Alıp götürülmemişlerimle kalmak. Hep böyle hissetmek. Koltuğa kurulamamak hep ne kadar küçük ne kadar büyük olursa olsun uzanıp yatıvermen. Diz dize aynı yatakta geçirilen geceler arada ışık yılı mesafeler dokunmacasına cetvelle ölçülebilen suskunluklar sayılan. Bütün çıplaklıklar görünmez bir giyiniklik körlük dokunmazlık bozulur ütüsü.
Bir sır söylenmemiş alıp gidilmemiş unutulmuş bir yerlerde kalmış hafızanın bir yerinde tam düzeltirken içindekilerin ortalığa toplanmayacak şekilde dağılmışlığı üstüne basma ezilir, batar, yakar, yaralar.
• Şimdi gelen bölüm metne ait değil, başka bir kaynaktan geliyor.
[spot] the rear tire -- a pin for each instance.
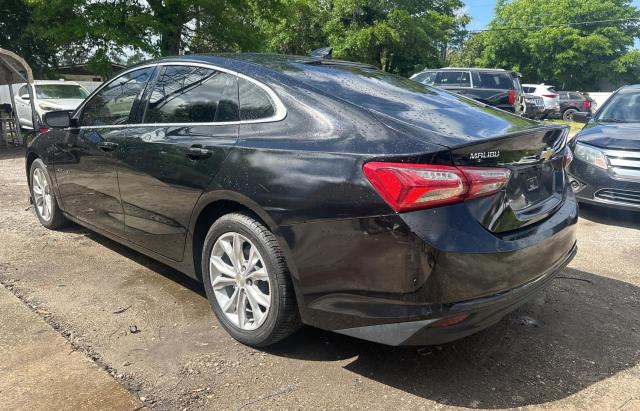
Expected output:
(247, 281)
(44, 198)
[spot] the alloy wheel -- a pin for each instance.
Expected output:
(42, 195)
(240, 281)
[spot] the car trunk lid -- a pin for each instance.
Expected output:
(537, 183)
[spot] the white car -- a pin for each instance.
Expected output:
(50, 95)
(550, 97)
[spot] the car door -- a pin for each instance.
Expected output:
(190, 123)
(85, 163)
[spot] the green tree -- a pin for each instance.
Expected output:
(397, 35)
(550, 41)
(17, 35)
(298, 28)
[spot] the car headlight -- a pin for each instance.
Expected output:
(46, 107)
(591, 155)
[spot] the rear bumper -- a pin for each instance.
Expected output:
(388, 278)
(480, 313)
(593, 185)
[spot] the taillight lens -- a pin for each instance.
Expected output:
(415, 186)
(512, 96)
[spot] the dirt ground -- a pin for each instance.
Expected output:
(575, 346)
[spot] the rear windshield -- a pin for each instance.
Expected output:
(60, 91)
(453, 78)
(502, 81)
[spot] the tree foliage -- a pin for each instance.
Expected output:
(550, 42)
(397, 35)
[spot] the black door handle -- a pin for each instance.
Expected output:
(195, 152)
(108, 146)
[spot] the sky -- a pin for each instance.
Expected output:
(481, 12)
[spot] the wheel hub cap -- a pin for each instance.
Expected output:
(240, 281)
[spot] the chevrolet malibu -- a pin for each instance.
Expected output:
(315, 191)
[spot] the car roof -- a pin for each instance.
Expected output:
(475, 69)
(49, 82)
(255, 63)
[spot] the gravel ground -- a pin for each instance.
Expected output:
(575, 346)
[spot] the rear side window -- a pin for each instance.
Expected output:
(255, 103)
(184, 94)
(453, 78)
(502, 81)
(112, 104)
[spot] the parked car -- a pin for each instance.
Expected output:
(549, 96)
(495, 87)
(533, 107)
(593, 103)
(306, 190)
(607, 151)
(49, 95)
(572, 102)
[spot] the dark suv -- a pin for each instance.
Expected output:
(495, 87)
(572, 102)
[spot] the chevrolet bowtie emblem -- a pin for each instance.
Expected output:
(547, 154)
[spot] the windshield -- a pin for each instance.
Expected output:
(60, 91)
(623, 107)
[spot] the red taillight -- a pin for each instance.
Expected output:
(415, 186)
(512, 96)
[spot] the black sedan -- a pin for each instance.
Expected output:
(607, 151)
(306, 190)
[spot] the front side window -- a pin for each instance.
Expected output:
(255, 103)
(112, 105)
(449, 78)
(60, 91)
(184, 94)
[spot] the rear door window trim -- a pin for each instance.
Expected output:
(279, 107)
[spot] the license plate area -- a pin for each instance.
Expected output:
(530, 186)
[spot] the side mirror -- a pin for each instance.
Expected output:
(57, 119)
(581, 117)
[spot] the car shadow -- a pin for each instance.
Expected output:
(11, 152)
(610, 216)
(148, 262)
(581, 330)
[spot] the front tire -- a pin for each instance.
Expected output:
(45, 202)
(247, 281)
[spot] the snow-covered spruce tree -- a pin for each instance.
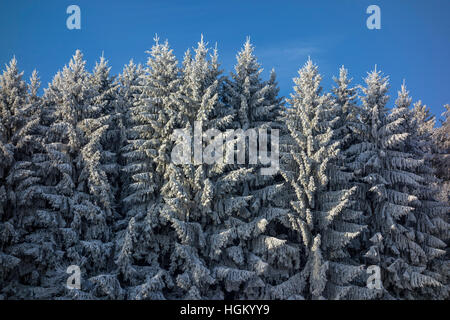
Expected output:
(441, 159)
(75, 144)
(128, 93)
(389, 172)
(323, 215)
(250, 245)
(25, 245)
(12, 99)
(144, 248)
(189, 193)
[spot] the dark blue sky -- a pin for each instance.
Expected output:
(413, 43)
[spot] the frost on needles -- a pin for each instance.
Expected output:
(87, 179)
Yastıkta unutulmuş bir otobüse yetişilme acelesi izi kalmışlık, bir koku yıllara tarifi bile yok öylece anlatılmaz. Bir kaç telefon konuşması çok beklenip bağlanılandan kelimelere binlerce kelime yükleyip hiçbir şey anlatılamadan sataşmalar gülüşmeler alaylı gülüş.
Terkedilmişliğin adı şimdi bile konmamış. Bir yaşanmışlık olmadan ismi konmayan bıyığı terlememiş dede korkut bebeleri gibi. Ara hep açıktı. Kapanmadığını bile bile onca güzellikler varmış rolü. Kımıl kımılmışsın deyiverince her şey bir tesadüf.